The reporter creates or reuses a Braintrust experiment for the run. Each eval test logs:

* The test input, output, status, file path, and full test name.
* Scores from judges and assertions, including `avg_score` and `pass` when provided by `vitest-evals`.
* Harness metadata, session messages, tool calls, artifacts, usage metrics, and errors.
* Nested model, tool, and trace spans when the harness includes normalized trace data.

### Reporter options

Pass options to `new BraintrustVitestEvalsReporter()` to control where results are logged:

| Option             | Description                                                       |
| ------------------ | ----------------------------------------------------------------- |
| `projectName`      | Braintrust project name. Required unless `projectId` is set.      |
| `projectId`        | Braintrust project ID. Required unless `projectName` is set.      |
| `experimentName`   | Experiment name.
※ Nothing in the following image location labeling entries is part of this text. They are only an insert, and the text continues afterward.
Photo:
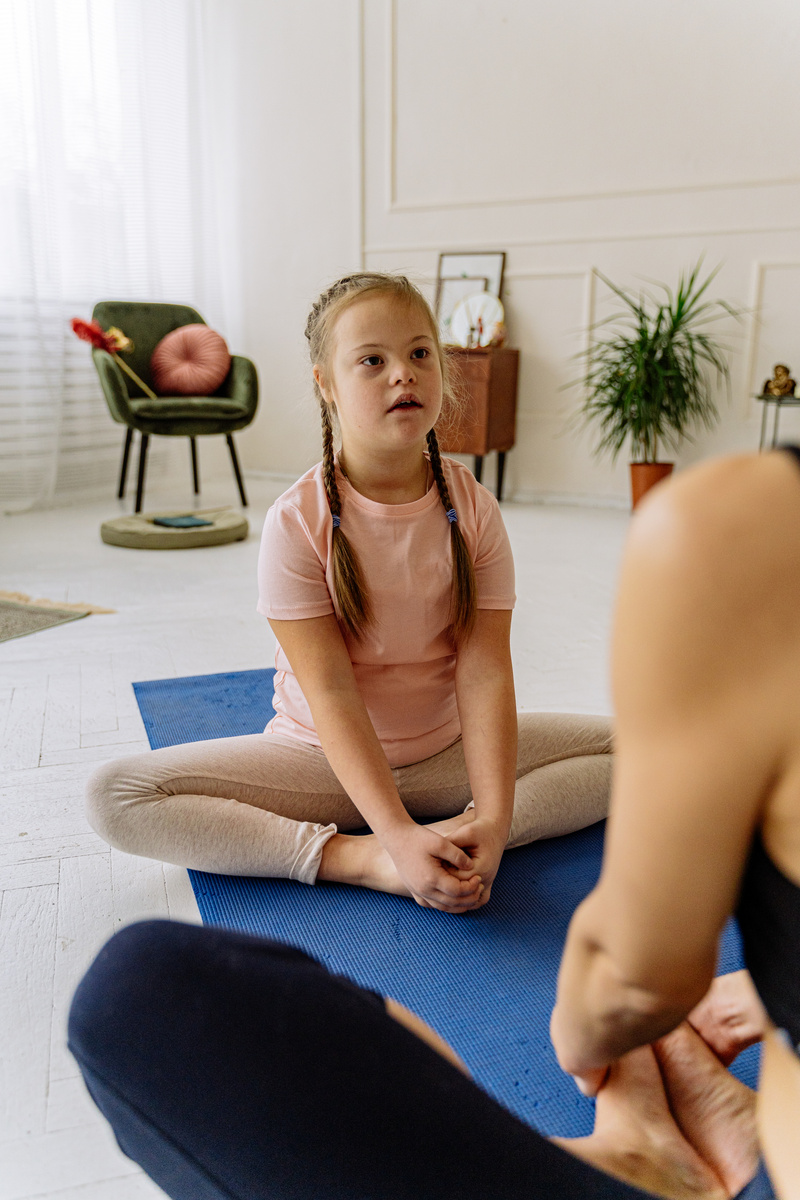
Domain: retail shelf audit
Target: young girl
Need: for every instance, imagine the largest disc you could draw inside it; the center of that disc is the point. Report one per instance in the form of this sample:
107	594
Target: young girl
386	576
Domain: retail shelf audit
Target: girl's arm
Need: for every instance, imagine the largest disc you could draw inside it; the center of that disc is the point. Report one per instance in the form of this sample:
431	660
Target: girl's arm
698	670
322	665
487	711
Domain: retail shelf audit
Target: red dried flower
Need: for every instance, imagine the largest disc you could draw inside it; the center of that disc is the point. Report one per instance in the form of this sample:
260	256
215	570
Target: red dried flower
90	331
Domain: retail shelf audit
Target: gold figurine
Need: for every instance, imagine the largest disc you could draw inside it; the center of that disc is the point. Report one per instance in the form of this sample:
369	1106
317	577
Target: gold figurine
781	383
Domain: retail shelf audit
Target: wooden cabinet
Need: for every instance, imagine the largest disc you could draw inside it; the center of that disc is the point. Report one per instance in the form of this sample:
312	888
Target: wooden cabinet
487	381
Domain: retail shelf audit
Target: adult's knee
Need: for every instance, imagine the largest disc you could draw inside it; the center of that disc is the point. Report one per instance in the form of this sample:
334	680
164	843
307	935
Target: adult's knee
113	795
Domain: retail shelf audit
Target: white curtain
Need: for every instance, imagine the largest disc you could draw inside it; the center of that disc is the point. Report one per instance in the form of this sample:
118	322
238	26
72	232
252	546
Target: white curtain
107	191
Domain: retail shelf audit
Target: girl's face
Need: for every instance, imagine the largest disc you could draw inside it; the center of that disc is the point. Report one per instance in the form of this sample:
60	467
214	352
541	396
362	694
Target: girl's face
384	376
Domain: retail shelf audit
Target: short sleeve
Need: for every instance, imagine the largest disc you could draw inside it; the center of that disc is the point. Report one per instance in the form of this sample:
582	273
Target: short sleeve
292	582
493	561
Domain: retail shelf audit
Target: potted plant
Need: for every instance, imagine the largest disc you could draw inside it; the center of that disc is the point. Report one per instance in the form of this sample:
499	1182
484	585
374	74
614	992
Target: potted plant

Defaults to a timestamped `vitest-evals-*` name. |
| `displaySummary`   | Whether to print the Braintrust experiment summary after the run. |
| `metadata`         | Experiment-level metadata.                                        |
| `tags`             | Experiment-level tags.                                            |
| `baseExperiment`   | Base experiment name for comparisons.                             |
| `baseExperimentId` | Base experiment ID for comparisons.                               |

## Key concepts

### `wrapVitest`

`wrapVitest` wraps Vitest's `test`, `describe`, and `expect` with Braintrust tracking.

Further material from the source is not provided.